Apple thus set in motion a plan to conspire with publishers to force Amazon to raise its prices. To do so, Apple proposed that publishers adopt the “agency model” for eBooks, by which a publisher sets the retail price of the book, and the eBook store would then take 30 percent of that price. The agency model is reflected in the frequent apology seen at eBook sites such as Apple’s, noting that “prices are set by publishers” — a statement that is stunningly disingenuous in light of the close, conspiratorial relationship between Apple and the publishers.

After negotiating deals with Apple, five major publishers approached Amazon simultaneously with an offer it couldn’t refuse — either Amazon could move over to the new, higher-priced agency model, or it would have to wait months to begin selling best-selling titles in its store. See Opinion at 64-72. Only by colluding could the play work, because if any single publisher approached Amazon, Amazon could have balked and removed that publisher’s titles from the Kindle Store. Id.

The opinion documents Apple’s plan to undermine the dominance of Amazon and its Kindle in the emerging e-book technology, and with reference to astonishingly candid evidence including internal Apple emails and memos. In its initial meeting with publishers to discuss the conspiracy to fix prices, Apple outlined a strategy categorically at odds with U.S. antitrust laws, stating that the company “cannot tolerate a market where the product is sold significantly more cheaply elsewhere.” Opinion at 33.

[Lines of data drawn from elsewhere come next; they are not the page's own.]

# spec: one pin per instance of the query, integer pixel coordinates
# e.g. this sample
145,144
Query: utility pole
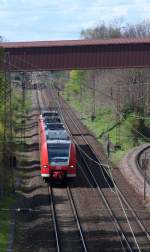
8,127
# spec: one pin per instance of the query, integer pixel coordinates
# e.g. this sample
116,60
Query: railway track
68,231
135,232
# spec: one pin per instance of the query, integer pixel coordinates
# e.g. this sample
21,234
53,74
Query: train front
62,159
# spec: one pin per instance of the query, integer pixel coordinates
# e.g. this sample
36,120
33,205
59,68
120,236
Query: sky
31,20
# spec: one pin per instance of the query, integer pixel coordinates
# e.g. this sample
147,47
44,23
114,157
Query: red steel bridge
76,54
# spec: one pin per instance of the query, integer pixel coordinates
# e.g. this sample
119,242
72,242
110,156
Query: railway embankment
132,171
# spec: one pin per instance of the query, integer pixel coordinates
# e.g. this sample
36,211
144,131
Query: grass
5,221
104,120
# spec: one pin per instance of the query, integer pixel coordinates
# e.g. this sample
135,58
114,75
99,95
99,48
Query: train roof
49,113
55,134
54,126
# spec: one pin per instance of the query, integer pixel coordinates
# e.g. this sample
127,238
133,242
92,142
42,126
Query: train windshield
58,154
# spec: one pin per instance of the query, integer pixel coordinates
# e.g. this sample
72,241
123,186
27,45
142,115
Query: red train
57,150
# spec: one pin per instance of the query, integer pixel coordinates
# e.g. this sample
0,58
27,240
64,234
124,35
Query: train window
52,119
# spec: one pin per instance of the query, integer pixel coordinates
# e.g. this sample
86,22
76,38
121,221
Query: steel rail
75,212
54,218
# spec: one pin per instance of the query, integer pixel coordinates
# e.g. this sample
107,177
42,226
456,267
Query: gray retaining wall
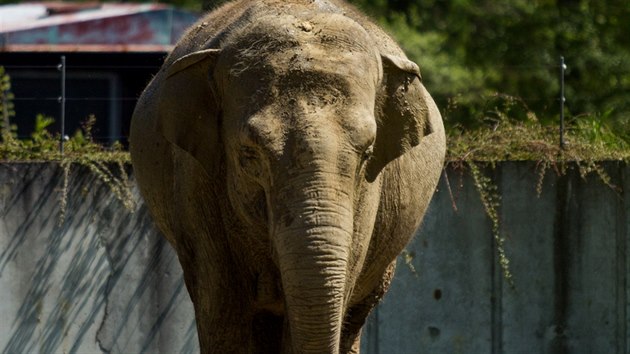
105,281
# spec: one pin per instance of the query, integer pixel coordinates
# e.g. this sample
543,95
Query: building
111,52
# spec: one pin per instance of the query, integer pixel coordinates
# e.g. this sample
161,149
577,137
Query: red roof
91,27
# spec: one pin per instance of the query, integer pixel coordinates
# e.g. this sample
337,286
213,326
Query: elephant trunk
312,239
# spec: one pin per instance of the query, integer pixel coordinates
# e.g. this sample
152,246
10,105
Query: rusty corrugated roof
91,27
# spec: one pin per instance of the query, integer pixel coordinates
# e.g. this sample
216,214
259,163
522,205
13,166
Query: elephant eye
249,161
367,153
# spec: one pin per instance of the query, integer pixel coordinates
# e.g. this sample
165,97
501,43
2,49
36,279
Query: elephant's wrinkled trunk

Originally, the federal government had sued Apple along with the five other publishers — Lagardere SCA’s Hachette Book Group Inc and Macmillan, News Corp’s HarperCollins Publishers LLC, Pearson Plc’s Penguin Group (USA) Inc and CBS Corp’s Simon & Schuster Inc —in April of 2012. However, while the publishers settled with the government, Apple insisted they had done nothing wrong—a stance that Apple continues to hold in the wake of this week’s ruling, vowing to appeal to the Second Circuit.